First of all, this is a lot more of an Andrew Latimer solo project than an official Camel offering. The band as a cohesive, functioning entity had ceased to exist in '81 and Andy, being the sole remaining founder of said combo, was stuck with the daunting task of fulfilling the group's contract with the label as best he could. Latimer enlisted the capable skills of Tony Clark to co-produce, rounded up a handful of crackerjack musicians like Ant Phillips and bassist David Paton, booked time at the prestigious Abbey Road studios and plunged ahead courageously. "Damn the torpedoes and the consequences!" he cried nervously. (Or so it's reported.)

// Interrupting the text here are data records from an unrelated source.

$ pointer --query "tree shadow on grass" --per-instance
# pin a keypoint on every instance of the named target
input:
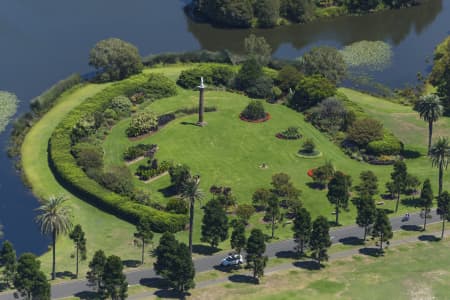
(310, 265)
(239, 278)
(374, 252)
(411, 228)
(131, 263)
(87, 295)
(429, 238)
(352, 240)
(65, 274)
(204, 249)
(168, 191)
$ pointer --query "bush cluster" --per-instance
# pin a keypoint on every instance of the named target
(74, 179)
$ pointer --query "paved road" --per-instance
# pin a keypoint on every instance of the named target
(280, 249)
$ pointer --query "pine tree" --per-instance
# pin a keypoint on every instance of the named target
(238, 239)
(144, 233)
(338, 192)
(320, 239)
(215, 223)
(302, 229)
(77, 236)
(382, 228)
(113, 283)
(366, 212)
(426, 198)
(8, 262)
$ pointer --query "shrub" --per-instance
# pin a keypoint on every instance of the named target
(389, 145)
(177, 205)
(254, 111)
(142, 123)
(88, 155)
(76, 181)
(139, 150)
(310, 91)
(364, 131)
(121, 105)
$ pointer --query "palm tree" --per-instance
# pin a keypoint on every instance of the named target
(439, 154)
(191, 193)
(430, 110)
(55, 219)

One need only to notice the 1982 copyright date on the sleeve to cause any expectations of grandeur to dissipate like smoke and, frankly, to warrant a dread of the worst. Video may have killed the radio star but what it was doing to progressive rock was a fate more horrible than death. Add to that the eviscerating wounds that had been cruelly inflicted on the genre by the punk and New Wave movements of the latter 70s and prog was in the I.C.U. ward on life support. (If there had been a "do not resuscitate" order in effect we might not be talking today, kids.) All this is intended to warn you that the opener, "No Easy Answer," is nothing more than a mealy ort of pop fluff solely intended to bore its way into the heads of Top 40 radio listeners and create a chart-topper if at all possible. I suspect that the corporate honchos made him do it in hopes of recouping a fraction of their investment. It's no coincidence that it sounds remarkably like any number of the Alan Parsons Project hits for that very reason. It also gives Andy a chance to explain his dilemma up front. "You know it's always easy to say/you've gotta take it day by day/but sometimes it can be hard," he sings. We feel ya, bro.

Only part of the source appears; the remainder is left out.